Saturday 9 July 2005

How utterly Congressi

(Bibek Debroy took back his resignation a week after I posted this after an assurance of his academic independence being protected. All's well that ends well.)

Eminent liberal economist Bibek Debroy has resigned as director of the think tank Rajiv Gandhi Institute of Contemporary Studies (RGICS). Forced to resign would be a better term. Debroy was told that he wouild have to get all research papers cleared by the executive panel of RGICS before they are published. Why? Because a project he led - an Economic Freedom Index for Indian states - rated Gujarat as the most economically free state. So what's wrong, you may ask? Nothing really. It's just that the present Gujarat chief minister is a man who goes by the name of Narendra Modi.

How utterly Congressi! The party has proved that it hasn’t shed its inherent dictatorial tendencies, even though it sports a liberal mask. Scratch the surface and all the old Congress failings are there for everyone to see.

And all this happened because an irresponsible journalist gave a ridiculous spin to an apolitical academic exercise based on objective and economic criteria. This was not a perceptions-based survey. The EFI ranks states for economic freedom on 26 indicators put under three groups:

* Size of government (government revenue expenditure, power subsidy, state-level taxes and government employment).

* Legal structure and security of property rights (quality of legal infrastructure, completion of cases, violent crimes and economic offences).

* Regulation of credit, labour and business (wage levels, man days lost, licence and market fees, implementation of industrial entrepreneur memorandums (IEMs) and so on).

Are Debroy and the team he led - which included think tank Indicus Analytics - to be blamed if Gujarat comes up tops on these counts? Debroy has explained that much of the data used for the research were sourced till 2001, just about the time that Modi became chief minister. And that this really speaks of achievements of successive Gujarat governments.

But that’s neither here nor there. Assuming the data – data doesn’t have any political colour – were for Modi’s tenure, should facts be suppressed because of his political record? Is this the intellectual freedom that the Congress and the liberals supporting it claim to uphold? How different are they from the sangh parivar whom they accused of intellectual tyranny?

The needless controversy erupted because, I am ashamed to say, of my tribe. The Economic Times, to be more specific. It gave a needless political hue to the report. `Rajiv Gandhi think tank gives thumbs up for Modi' (or something to that effect), the headline screamed. It was an absolutely mischievous thing to do and I apologise to Debroy on behalf of my profession. It was that article which probably led to Modi deciding to use the report to his advantage. I had written about the index in the Business Standard in March 2004. A few months later Sunil Jain also wrote about it, also in Business Standard. Neither of us gave any `spin’ to it and the report went unnoticed.
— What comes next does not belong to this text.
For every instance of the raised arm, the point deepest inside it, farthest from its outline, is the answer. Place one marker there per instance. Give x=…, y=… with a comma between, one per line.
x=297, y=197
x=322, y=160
Till The Economic Times needlessly sensationalised it.

When I read the ET report, I was dismayed and since then I have been expecting something like what eventually happened to happen.

But there are some basic issues involved here.

One, should one deny credit to Gujarat as its economic performance and record or just because its chief minister has a rather sorry record of human rights? Going by that logic, one should deny China credit as an economic superpower because of the human rights record of its government. Successive governments and not just one government as in the case of Gujarat. All those people who are critical of Debroy sing paeans to China's economic performance. Sounds very much like double standards doesn't it?

Secondly, are we all going to say that as long as Modi is chief minister of Gujarat, we will never give it credit for anything? Sounds like intellectual tyranny to me.

Ironically, by forcing Debroy to quit over this index, the Congress has only helped Modi claim entire credit for something that is really an achievement of successive Gujarat governments. It was ridiculous when Modi went to town with the report, touting it as some kind of certificate for his performance. Somebody needed to counter that by saying, `buddy, this isn't an endorsement of your government. This is something for which all Gujarati politicians - across parties – and bureaucrats must take credit.' But those who forced Debroy to quit - and my fellow journalists who feel Debroy was wrong - have done just the opposite.

Who’s come out the winner in all this? Sadly, Narendra Modi.